Ignazio Rosato, sceneggiatore di film di successo tra cui Tuttapposto e Spaccaossa presenta il suo
primo romanzo: Il grano nero. Già alla prima ristampa a dieci giorni dall’uscita, sarà presentato a
Palermo al Giardino dei Giusti, via Alloro 90, il 4 maggio alle 17.00. Dialoga con l’autore Fulvio
Viviano, giornalista di Sky TG 24 e Vincenzo Pirrotta, attore e regista che leggerà alcuni estratti
del romanzo.
Una storia ambientata ancora una volta nella sua Sicilia. ma stavolta nel 1893, nei mesi che
portarono alla feroce repressione armata del movimento dei Fasci Siciliani ordinata da Francesco
Crispi. Mentre a Palermo i nobili decadenti lasciavano spazio alle famiglie rampanti, nell’

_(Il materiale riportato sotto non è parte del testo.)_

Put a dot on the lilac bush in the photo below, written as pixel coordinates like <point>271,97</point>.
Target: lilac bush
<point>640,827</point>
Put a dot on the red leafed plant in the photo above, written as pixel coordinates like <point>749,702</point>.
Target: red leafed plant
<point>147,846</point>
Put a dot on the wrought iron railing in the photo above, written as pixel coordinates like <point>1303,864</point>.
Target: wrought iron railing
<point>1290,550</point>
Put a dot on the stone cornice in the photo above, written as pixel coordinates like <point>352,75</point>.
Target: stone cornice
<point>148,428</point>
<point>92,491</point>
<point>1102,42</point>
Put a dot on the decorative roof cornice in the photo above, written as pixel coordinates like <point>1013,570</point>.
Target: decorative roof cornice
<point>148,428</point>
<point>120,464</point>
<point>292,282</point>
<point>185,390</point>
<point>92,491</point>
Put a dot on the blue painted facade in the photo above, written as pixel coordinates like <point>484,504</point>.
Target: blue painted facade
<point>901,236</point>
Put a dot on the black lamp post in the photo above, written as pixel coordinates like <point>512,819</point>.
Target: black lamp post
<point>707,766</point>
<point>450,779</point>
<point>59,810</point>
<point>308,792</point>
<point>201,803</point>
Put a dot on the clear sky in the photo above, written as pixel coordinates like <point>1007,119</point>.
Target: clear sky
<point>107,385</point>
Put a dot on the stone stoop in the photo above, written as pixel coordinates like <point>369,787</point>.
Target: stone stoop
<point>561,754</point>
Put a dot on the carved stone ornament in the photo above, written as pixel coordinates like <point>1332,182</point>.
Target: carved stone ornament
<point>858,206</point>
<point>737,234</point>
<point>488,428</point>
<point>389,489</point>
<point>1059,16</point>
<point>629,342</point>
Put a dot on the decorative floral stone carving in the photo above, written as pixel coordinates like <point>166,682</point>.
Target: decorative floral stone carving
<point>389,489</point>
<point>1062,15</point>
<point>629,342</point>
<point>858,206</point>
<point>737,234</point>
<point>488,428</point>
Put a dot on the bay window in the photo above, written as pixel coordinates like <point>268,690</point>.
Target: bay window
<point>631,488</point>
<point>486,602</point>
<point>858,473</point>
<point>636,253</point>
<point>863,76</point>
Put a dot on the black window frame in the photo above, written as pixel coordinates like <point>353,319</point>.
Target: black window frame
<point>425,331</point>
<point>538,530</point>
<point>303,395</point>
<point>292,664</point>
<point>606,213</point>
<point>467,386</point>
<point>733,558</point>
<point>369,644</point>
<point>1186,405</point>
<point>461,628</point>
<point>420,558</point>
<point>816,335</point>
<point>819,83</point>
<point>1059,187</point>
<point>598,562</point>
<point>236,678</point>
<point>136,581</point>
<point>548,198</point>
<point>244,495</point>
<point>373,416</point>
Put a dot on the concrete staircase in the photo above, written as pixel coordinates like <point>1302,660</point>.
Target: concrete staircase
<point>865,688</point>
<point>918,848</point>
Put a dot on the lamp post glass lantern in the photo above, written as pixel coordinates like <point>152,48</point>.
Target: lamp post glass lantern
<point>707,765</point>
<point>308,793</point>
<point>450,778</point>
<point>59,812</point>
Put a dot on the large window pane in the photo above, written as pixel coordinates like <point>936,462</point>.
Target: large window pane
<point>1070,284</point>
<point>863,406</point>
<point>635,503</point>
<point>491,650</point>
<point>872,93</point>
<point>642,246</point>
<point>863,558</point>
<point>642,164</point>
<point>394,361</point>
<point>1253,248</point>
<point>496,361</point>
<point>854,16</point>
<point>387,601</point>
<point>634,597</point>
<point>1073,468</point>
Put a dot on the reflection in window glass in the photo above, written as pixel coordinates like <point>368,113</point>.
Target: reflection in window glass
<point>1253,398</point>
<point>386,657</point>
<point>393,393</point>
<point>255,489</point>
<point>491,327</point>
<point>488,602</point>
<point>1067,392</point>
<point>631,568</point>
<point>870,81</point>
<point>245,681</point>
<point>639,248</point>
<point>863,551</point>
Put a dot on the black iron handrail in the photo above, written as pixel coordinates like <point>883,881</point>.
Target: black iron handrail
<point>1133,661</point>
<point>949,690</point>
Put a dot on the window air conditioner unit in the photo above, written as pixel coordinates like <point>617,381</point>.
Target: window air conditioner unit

entroterra, a Bisacquino, si aggrappavano allo sfruttamento dei contadini per mantenere i loro
privilegi. In questa cornice si realizza lo sciopero dei mezzadri contro i latifondisti e ’Nofrio
Patania, il protagonista del romanzo, è tra i capi. Quando la rivolta si piega sotto l’onda del potere
l’esistenza di ’Nofrio e della sua famiglia viene stravolta per sempre.
L’autore ha dichiarato: “Spesso la Sicilia di quegli anni è stata raccontata nei sontuosi palazzi
nobiliari delle città. Io ho cercato di raccontare la Sicilia delle campagne, quella scordata, quella
dei vinti dal destino, dalla miseria e dal sopruso. Ma che odora di dignità e di libertà”.
Una storia necessaria, che arriva nel 130esimo anniversario del processo ingiusto che portò
alla sbarra i dirigenti dei Fasci siciliani. L’autore racconta questo spaccato di storia e di Sicilia
tramite lo sguardo di una piccola comunità dell’entroterra palermitano. Una narrazione
commovente e sincera, che ripercorrendo i fatti storici, disegna un ritratto umano intimo ed
emozionante. Il grano nero restituisce agli uomini e alle donne siciliane dimenticate, una
voce autentica che riesce a parlare di amore e libertà all’uomo di oggi.